1. It is declared that the respondent is in breach of the terms of the sublease agreement between the parties dated 4 April 1989 and registered in the Deeds Registry in failing to comply with the provisions of clause 12 of the agreement by failing to repair the premises and therefore that the applicant was entitled to terminate the agreement once the respondent failed to rectify its breach and the termination is hereby confirmed;


2. It is declared that upon the termination of the agreement the applicant was entitled to demand payment of rentals directly from the tenants of the subleased premises;


3. It is declared that clause 4 (ii) of the sublease agreement requires the parties at the expiration of twenty-five (25) years contemplated in clause 3 of the agreement, to review and determine by mutual agreement, to review and determine by mutual agreement the rentals payable in relation to the subleased premises and thereafter to review and determine the rentals payable by mutual agreement at the expiration of twenty (20) years following the initial period;


4. It is declared that the parties were obliged by the provisions of clause 4 (ii) of the sublease agreement to review and determine rentals by mutual agreement at the expiration of the initial period as envisaged in clause 3 of the sublease agreement as requested by the applicant;


5. It is declared that the respondent acted unreasonably in refusing, failing, and/or neglecting to comply with the demands and requests of the applicant that the parties were obliged to review and determine the rentals set out in the agreement after the expiration of the initial period of twenty (20) years following the renewal of the sublease agreement between the parties;


6. It is declared that if the parties did not reach a mutual agreement regarding rentals to be paid the parties were obliged to submit their dispute for determination by way of arbitration as contemplated by the provisions of the Arbitration Act of 1980 in Lesotho and therefore that it was unreasonable for the respondent to refuse to submit to arbitration in Lesotho;


7. Alternatively, in the event that the honourable court finds that the parties are obliged to refer their dispute on review and determination of rentals for arbitration as contemplated in clause 4(ii)(b), it is ordered that both the applicant and respondent are obliged to submit to an arbitrator appointed by the Law Society of Lesotho from one of its members who shall be a senior advocate or attorney of not less than ten (10) years practical experience within ten (10) days after such appointment;


8. That the applicant be granted costs of this application including costs consequent upon the employment of counsel.


9. Further and/or alternative relief.”


[3] This application is opposed.
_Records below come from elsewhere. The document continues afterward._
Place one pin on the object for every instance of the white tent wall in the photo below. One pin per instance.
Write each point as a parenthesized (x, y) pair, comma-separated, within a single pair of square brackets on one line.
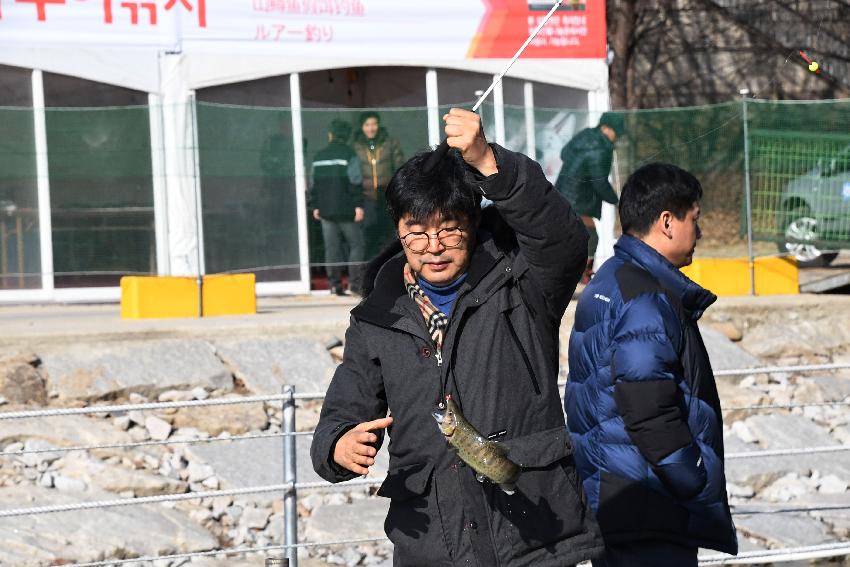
[(172, 78)]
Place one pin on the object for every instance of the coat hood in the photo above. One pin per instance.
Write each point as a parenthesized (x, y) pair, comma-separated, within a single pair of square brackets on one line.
[(695, 299)]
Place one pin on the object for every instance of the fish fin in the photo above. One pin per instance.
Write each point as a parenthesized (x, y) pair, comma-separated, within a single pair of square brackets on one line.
[(500, 447)]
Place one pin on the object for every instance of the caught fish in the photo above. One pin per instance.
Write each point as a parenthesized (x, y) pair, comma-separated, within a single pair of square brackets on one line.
[(487, 458)]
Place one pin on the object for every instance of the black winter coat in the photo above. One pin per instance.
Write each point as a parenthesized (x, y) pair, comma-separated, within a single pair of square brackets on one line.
[(500, 362), (583, 178)]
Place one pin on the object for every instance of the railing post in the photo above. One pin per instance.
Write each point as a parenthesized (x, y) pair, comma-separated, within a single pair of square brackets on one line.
[(290, 511), (748, 193)]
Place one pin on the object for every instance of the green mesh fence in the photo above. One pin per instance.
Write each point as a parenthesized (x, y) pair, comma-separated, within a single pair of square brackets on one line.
[(101, 180), (247, 181), (800, 174), (101, 195), (20, 259)]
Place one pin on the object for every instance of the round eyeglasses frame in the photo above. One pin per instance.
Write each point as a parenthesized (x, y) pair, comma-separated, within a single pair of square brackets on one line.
[(449, 241)]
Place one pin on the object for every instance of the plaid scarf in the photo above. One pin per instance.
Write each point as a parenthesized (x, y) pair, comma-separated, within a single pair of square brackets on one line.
[(436, 320)]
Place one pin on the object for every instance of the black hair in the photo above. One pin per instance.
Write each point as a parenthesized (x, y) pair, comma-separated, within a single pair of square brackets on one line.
[(340, 130), (364, 116), (443, 190), (653, 189)]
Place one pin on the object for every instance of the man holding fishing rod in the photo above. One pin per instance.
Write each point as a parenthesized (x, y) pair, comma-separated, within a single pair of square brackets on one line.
[(467, 307)]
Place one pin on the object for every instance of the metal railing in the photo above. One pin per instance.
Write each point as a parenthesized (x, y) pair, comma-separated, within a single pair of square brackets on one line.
[(289, 488)]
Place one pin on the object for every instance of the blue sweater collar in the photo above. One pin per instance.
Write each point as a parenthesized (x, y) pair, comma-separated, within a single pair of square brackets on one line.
[(695, 299)]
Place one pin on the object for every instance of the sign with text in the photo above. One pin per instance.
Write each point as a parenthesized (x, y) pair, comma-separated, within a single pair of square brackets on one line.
[(398, 29)]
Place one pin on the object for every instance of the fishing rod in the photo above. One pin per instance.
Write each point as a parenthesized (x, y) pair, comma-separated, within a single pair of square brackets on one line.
[(441, 150)]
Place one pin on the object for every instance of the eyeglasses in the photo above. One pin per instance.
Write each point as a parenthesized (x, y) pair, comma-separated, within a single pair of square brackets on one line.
[(418, 242)]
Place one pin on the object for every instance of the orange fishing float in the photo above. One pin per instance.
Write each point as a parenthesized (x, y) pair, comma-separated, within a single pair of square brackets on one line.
[(813, 65)]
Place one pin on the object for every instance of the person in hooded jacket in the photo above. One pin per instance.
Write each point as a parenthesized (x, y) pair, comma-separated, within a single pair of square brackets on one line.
[(641, 400), (583, 178), (380, 155), (467, 304), (337, 202)]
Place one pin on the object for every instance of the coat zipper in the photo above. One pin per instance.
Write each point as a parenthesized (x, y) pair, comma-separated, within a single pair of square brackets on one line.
[(522, 352), (374, 157)]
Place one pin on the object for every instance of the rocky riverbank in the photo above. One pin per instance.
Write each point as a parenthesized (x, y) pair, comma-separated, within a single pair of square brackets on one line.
[(200, 455)]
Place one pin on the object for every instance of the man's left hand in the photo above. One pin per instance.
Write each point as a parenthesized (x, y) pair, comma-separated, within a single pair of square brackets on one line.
[(464, 132)]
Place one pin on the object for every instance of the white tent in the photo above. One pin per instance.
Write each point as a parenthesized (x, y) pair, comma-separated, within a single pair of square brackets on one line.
[(172, 48)]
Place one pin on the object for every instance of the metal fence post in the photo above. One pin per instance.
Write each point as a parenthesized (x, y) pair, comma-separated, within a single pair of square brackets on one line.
[(290, 518), (748, 193)]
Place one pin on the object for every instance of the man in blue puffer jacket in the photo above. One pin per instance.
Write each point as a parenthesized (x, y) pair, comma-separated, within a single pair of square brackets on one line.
[(641, 401)]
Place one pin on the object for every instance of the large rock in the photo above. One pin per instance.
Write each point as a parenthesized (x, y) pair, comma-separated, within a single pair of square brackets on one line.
[(798, 337), (92, 535), (20, 380), (118, 479), (228, 459), (838, 520), (236, 419), (264, 365), (733, 395), (782, 431), (725, 354), (108, 370), (783, 529), (786, 431), (61, 431), (361, 518)]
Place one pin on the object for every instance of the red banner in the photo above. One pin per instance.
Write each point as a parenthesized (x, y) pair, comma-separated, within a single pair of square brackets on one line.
[(576, 30)]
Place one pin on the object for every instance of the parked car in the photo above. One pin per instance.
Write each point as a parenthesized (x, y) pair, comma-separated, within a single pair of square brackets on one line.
[(814, 213)]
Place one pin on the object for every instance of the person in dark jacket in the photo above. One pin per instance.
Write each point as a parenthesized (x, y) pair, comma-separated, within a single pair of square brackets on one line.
[(494, 291), (583, 178), (337, 201), (380, 155), (641, 400)]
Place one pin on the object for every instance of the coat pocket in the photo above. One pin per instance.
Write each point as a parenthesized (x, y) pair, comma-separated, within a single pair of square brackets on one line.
[(529, 368), (548, 505), (413, 521), (405, 482)]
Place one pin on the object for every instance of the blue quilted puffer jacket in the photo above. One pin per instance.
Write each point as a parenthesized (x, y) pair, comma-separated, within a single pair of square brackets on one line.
[(642, 405)]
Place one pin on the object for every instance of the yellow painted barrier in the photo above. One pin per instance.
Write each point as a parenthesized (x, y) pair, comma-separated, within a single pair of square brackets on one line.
[(774, 275), (160, 297), (232, 294)]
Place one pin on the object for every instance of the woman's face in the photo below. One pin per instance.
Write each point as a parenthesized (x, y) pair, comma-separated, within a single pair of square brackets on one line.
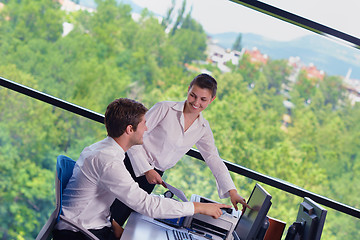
[(198, 99)]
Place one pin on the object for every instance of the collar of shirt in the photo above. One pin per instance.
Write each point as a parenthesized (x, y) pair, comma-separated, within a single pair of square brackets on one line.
[(115, 145), (179, 106)]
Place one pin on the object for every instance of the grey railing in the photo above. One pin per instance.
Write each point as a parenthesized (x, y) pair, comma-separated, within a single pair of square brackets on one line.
[(301, 22), (277, 183)]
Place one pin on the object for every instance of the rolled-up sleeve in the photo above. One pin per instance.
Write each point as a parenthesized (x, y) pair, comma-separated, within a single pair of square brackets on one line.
[(118, 181), (137, 154)]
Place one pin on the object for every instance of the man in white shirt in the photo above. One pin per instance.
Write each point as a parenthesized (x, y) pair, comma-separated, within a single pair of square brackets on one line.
[(100, 176)]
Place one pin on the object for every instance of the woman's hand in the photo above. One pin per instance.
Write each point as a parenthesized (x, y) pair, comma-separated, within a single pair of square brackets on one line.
[(236, 198), (210, 209)]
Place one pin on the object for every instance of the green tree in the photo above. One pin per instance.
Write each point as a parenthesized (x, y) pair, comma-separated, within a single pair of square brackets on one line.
[(238, 43)]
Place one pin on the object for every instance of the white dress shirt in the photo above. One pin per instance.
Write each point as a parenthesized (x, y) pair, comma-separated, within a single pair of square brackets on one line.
[(166, 142), (98, 178)]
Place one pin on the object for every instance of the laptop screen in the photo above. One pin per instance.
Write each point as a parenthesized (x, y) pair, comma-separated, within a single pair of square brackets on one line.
[(253, 219)]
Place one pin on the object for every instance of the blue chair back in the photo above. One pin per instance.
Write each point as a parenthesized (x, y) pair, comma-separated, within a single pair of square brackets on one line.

In its answering affidavit, the respondent raised issue regarding jurisdiction of this court to hear this matter in the face of the arbitration clause in the sublease agreement; that the issue of review of rentals has prescribed, a matter which was not pursued in argument. Also, an application to strike out certain parts of the applicant’s replying affidavit on account of irrelevance was not moved and was therefore not argued. In fact, per the Joint Practice Note filed of record both Counsel agreed that this matter be determined based on the written heads of argument without the need for oral submission. In the written heads of argument, only two issues are in contention, namely, (i) Jurisdiction of this court to hear this application, and (ii) the merits of this application. To be precise, only the applicant argued both issues while the respondent’s energy was devoted only on the issue if jurisdiction.


[4] At this stage it is apposite to quote the provisions of the sublease agreement which are relevant for the determination of this matter. Of relevance are clauses 3 and 4 which provide that:



3

The sublease shall subsist for a period of TWENTY-FIVE (25) years (hereinafter referred to as “initial period”) with effect from the date on which further sub-tenants take physical occupation of the shops within the Premises.


Thereafter the sublessee will be entitled to renew the sublease for THREE (3) further successive periods of TEN (10) years each (hereinafter referred to as “the option periods”) upon the same terms and conditions as are recorded in this agreement, save as to rental, which shall form the subject of periodical reviews as specified in clause (4) hereinafter.


(4)

(i) RENTAL PAYABLE DURING INITIAL PERIOD:


  1. The commencing monthly rental shall be ONE LOTI (M1,00) per square metre of ground space in the premises actually sublet to tenants (being approximately TWO THOUSAND TWO HUNDRED AND TWENTY-FIVE (2225) square metres).


  1. As from 1st April, 1989, the monthly rental payable by the sublessee shall be calculated exactly as hereinafter described, save that the rate thereof shall be increased to ONE LOTI FIFTEEN CENTS (1,15) per square metre.



  1. The rental shall escalate at SEVEN POINT FIVE PERCENT (7.5%) per annum compounded, with effect from the anniversary of the sublease.



  1. The rental shall be payable monthly in advance either to the sub-lessor personally at its place of business and at such other places as the sub-lessor may from time specify in writing.





(ii) RENTAL PAYABLE DURING OPTION PERIODS:

  1. At the expiration of the initial period, and thereafter at the expiration of the first two (2) option periods, the rental shall be subject to review and shall be determined by mutual agreement of the contracting parties.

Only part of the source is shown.